Je n’ai donc guère avancé. Le tribunal de ma conscience, que je me refuse donc à appeler selon une formule célèbre la loi morale en moi, ne se satisfait pas de mes efforts. Je continue à vivre avec le sentiment intérieur et personnel de vivre mal. Et je perds tout espoir de raisonner ou discuter à ce sujet, car je mesure combien mon seul recours doit se trouver dans l’action; à la rigueur puis-je commenter, occasionnellement, mes progrès ou mes rechutes, mais aucun effort ne me permettra de rendre la voix impérative dont l’écho se propage en soi. Les métaphores ne peuvent pas même la capturer. Ce n’est pas une voix caverneuse, comme on imagine souvent, par dérision, la voix d’un démiurge s’adressant à ses créatures; ce n’est pas une antienne culpabilisatrice, reprise par un choeur intérieur, qui, comme ces voyeurs importuns sur la scène des tragédies, commente l’action à tout propos; c’est précisément la voix la plus intime, celle qui ne peut sortir de soi, qui reste dans son circuit fermé, et par cela même contribue au sentiment d’étouffer. A nouveau, je me retrouve embourbé face à mon ambition, et je suis obligé d’offrir une définition par la seule négative. J’espère qu’admettre cet échec prouvera au moins que je suis capable, à l’occasion, d’humilité.

La vertu ne peut exister à mes yeux que sur les terres du solipsisme. Comment ai-je donc pu croire que suivre celles définies par un autre (et sous cette étrange forme plurielle et décomposée, si contraire à ma conception !) m’aiderait d’une quelconque manière ? Je pourrais à la rigueur traduire maladroitement les propres exigences, les propres critères selon lesquels je me juge; mais cela ne serait d’utilité à personne d’autre que moi.
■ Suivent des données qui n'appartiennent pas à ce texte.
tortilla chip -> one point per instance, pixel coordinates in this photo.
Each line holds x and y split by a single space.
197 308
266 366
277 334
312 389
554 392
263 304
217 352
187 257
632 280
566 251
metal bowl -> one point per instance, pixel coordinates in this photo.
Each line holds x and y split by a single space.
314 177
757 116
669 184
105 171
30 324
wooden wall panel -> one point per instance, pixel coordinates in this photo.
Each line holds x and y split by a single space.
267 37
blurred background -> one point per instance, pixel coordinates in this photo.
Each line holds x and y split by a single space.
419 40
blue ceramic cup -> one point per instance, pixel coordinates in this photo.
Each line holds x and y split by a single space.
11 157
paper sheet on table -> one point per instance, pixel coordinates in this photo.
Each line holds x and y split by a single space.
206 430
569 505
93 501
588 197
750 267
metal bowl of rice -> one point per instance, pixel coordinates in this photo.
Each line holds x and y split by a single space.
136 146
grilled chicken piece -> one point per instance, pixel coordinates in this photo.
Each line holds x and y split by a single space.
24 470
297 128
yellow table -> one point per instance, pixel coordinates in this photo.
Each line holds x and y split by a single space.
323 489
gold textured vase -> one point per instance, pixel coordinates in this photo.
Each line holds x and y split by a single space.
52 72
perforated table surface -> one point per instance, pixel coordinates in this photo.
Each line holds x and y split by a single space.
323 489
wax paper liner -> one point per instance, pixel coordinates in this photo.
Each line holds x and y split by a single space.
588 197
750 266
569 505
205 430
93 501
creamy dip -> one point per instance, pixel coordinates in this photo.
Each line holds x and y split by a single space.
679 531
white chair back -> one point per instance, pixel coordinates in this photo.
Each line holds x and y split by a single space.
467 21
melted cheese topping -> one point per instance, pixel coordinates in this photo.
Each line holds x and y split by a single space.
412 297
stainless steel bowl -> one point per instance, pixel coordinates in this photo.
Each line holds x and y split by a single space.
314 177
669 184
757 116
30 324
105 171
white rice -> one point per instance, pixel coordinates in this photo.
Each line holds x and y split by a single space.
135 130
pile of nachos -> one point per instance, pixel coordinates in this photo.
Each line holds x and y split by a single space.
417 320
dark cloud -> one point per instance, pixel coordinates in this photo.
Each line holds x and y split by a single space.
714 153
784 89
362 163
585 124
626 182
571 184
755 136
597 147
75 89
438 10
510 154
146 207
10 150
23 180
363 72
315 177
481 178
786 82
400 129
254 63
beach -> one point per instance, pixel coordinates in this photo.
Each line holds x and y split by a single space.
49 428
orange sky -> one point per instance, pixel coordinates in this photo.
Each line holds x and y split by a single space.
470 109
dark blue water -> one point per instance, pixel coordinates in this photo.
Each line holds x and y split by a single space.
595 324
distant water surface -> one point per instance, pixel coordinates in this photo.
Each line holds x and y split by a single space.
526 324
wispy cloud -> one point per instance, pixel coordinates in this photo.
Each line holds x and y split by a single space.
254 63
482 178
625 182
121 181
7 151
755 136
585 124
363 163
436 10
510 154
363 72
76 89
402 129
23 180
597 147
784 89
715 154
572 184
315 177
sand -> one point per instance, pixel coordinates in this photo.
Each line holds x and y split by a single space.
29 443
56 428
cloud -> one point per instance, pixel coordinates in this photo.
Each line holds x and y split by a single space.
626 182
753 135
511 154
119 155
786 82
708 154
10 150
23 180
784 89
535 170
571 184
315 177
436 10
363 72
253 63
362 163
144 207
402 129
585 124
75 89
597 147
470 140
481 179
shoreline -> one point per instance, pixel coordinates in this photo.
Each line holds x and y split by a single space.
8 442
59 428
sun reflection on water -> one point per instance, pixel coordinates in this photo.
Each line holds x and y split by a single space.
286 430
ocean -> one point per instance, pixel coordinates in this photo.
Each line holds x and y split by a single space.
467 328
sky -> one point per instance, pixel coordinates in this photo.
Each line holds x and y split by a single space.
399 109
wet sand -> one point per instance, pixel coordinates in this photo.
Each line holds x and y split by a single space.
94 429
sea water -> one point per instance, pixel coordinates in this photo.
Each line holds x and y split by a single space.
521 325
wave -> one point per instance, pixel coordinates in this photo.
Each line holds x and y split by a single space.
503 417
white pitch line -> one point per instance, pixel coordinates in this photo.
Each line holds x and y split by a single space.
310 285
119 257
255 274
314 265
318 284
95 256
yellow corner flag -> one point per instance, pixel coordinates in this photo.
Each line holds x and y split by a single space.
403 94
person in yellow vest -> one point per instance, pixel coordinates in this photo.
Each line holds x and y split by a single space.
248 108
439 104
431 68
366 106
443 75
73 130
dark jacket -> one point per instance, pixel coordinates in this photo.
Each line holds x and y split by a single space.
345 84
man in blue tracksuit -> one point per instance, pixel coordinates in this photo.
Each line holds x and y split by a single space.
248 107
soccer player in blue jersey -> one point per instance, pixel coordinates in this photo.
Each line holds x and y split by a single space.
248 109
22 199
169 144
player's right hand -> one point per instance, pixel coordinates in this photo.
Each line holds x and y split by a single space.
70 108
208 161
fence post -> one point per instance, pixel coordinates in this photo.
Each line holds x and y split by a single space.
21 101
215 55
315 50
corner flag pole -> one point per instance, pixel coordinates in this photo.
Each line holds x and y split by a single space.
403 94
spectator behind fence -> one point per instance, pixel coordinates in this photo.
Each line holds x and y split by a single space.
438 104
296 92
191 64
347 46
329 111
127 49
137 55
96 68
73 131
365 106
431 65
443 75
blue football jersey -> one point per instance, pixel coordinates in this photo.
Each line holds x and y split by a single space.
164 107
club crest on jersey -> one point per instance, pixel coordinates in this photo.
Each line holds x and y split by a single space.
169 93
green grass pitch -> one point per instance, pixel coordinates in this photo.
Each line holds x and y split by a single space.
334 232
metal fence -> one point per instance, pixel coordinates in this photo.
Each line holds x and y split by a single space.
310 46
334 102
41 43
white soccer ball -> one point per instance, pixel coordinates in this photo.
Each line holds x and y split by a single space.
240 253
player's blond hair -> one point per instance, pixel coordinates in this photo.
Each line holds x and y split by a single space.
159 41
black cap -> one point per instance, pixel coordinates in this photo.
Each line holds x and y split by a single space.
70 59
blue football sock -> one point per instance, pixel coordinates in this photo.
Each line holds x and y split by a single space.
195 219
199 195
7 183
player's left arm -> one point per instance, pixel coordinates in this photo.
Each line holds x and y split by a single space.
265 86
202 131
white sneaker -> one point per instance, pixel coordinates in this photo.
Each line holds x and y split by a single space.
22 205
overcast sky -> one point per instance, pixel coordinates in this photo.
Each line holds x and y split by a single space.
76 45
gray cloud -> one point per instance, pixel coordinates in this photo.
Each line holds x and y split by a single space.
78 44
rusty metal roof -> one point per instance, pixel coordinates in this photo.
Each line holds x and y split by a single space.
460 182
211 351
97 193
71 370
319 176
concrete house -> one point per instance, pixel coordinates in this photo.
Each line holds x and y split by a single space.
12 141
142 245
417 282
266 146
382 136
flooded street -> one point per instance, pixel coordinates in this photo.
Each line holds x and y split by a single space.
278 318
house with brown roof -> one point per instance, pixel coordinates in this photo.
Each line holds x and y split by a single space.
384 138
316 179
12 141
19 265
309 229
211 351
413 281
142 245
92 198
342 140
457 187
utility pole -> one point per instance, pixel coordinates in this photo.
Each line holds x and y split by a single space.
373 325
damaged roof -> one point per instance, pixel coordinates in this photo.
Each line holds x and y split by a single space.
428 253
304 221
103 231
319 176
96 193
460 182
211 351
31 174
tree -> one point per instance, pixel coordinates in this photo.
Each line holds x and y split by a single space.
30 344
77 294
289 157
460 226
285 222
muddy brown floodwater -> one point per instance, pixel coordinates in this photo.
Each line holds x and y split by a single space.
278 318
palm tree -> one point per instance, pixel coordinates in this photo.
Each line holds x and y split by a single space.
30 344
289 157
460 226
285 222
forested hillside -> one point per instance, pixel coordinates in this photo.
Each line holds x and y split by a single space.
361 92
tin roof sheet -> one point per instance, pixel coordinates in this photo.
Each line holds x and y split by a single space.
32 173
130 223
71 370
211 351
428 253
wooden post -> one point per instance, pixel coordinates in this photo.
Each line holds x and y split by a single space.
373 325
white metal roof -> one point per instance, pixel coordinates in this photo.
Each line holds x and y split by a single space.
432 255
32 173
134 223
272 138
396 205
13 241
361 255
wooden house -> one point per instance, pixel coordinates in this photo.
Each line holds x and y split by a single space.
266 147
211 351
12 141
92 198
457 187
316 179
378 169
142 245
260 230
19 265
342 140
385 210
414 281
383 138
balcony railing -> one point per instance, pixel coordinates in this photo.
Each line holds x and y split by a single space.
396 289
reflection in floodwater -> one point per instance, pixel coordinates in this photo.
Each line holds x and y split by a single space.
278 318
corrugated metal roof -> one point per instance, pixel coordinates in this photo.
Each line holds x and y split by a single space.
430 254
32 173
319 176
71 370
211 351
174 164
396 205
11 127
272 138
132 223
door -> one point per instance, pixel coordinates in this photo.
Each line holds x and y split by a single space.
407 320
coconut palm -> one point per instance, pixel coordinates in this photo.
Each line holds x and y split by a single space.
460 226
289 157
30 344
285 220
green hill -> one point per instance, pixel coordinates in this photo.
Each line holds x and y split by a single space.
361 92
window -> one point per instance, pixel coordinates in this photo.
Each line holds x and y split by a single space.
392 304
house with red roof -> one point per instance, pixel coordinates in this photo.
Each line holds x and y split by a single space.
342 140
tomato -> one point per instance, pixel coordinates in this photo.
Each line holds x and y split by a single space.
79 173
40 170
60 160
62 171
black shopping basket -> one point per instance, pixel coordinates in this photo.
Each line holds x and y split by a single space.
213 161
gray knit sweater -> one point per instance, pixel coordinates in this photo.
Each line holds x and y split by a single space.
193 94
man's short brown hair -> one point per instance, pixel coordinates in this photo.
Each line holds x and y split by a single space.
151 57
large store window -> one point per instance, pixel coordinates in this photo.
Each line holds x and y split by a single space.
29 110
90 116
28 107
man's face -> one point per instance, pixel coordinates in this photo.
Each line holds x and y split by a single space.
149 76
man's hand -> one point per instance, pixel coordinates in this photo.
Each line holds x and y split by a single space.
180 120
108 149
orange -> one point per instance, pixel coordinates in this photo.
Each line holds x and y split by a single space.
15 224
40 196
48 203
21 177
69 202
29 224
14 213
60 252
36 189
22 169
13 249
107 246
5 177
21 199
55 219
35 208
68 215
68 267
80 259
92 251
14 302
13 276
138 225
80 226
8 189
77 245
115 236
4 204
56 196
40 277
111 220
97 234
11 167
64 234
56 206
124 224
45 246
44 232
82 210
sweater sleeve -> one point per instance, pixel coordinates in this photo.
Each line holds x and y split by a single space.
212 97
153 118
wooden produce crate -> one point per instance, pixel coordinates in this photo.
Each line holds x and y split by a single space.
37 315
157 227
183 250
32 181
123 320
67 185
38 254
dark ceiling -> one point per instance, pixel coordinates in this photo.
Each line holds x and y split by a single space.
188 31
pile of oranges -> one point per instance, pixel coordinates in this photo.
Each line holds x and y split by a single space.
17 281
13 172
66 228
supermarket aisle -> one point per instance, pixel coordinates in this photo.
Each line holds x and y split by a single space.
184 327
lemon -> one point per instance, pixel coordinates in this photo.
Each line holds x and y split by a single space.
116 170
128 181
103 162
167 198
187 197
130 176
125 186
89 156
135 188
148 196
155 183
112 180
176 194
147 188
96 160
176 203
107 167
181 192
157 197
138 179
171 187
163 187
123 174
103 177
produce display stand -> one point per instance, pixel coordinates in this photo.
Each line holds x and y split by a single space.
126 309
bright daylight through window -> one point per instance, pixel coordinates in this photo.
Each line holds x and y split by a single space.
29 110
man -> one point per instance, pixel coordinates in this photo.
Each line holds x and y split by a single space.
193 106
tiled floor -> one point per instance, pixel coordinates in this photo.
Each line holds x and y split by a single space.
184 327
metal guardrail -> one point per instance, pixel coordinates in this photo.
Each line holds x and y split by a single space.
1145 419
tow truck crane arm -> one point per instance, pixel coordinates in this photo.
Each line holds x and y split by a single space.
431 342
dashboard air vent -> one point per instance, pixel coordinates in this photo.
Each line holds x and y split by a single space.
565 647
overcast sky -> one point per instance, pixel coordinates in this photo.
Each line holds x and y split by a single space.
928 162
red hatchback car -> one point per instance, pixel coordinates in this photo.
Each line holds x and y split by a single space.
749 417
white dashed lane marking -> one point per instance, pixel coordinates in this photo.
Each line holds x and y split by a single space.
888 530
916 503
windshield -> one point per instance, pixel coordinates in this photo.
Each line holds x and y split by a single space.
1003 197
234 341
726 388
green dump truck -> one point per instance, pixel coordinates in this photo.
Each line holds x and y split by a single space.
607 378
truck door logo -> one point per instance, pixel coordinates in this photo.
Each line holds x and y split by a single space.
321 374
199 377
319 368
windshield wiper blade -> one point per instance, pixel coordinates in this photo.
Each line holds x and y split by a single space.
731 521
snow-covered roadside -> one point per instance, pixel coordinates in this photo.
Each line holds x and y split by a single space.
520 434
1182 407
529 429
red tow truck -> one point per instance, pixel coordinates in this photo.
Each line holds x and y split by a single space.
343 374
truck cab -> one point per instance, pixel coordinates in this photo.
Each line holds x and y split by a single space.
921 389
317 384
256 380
Voilà pourquoi, par exemple, je disais “mais ceci n’est pas une vertu”, à propos du silence, de l’ordre ou du travail. Les quelques autres disciples de la technique de Franklin affirment que ceux qui le critiquent en manquent d’ordinaire l’essentiel; l’important est la volonté de s’améliorer. Le succès en lui-même est improbable et n’est pas le but réel - il suffit de scruter de près la vie de son inventeur pour voir que lui-même manquait en grande partie à ses propres commandements. Cela me paraît en grande partie un sophisme et la figure obligée des effets de manche dont les passions se servent dès que nous tentons de les contrôler. La conscience intime ne raisonne pas ainsi, elle ne se satisfait d’aucun effort et veux tout sous sa forme absolue. Là où la Communauté fonctionnait selon le mode des compromis et des échanges raisonnables, où tout pouvait en somme se négocier, l’esprit retourné sur lui-même fonctionne différemment; il n’est inhibé par aucune altérité et ne voit pas de raison de transiger.

Je crois ne pas pouvoir tarir en moi le désir d’amélioration ou de réforme drastique. A tout le moins j’espère que cette cure, quand bien même je viens d’exposer son inefficacité totale, aura épuisé un temps l’énergie sauvage que je retourne contre moi-même. Ce n’est qu’un très médiocre résultat. Je te présente donc mes excuses, cher journal, de t’avoir ainsi abîmé en ne parlant pratiquement que de moi-même, sans que cela nous ait servi à grand chose - sinon, au moins, à ne pas refaire la même erreur plus tard, mais c’est la consolation fade et générique de toutes les erreurs. Tâchons d’ajouter une leçon que je m’efforcerai d’appliquer : la voix que j’essayais maladroitement de définir tout à l’heure, ne doit plus interrompre notre entretien; il faut que je la dépouille de toute capacité d’expression avant de me confier à toi. Après tout, si la vertu est affaire entièrement privée et intérieure, elle ne te concerne pas.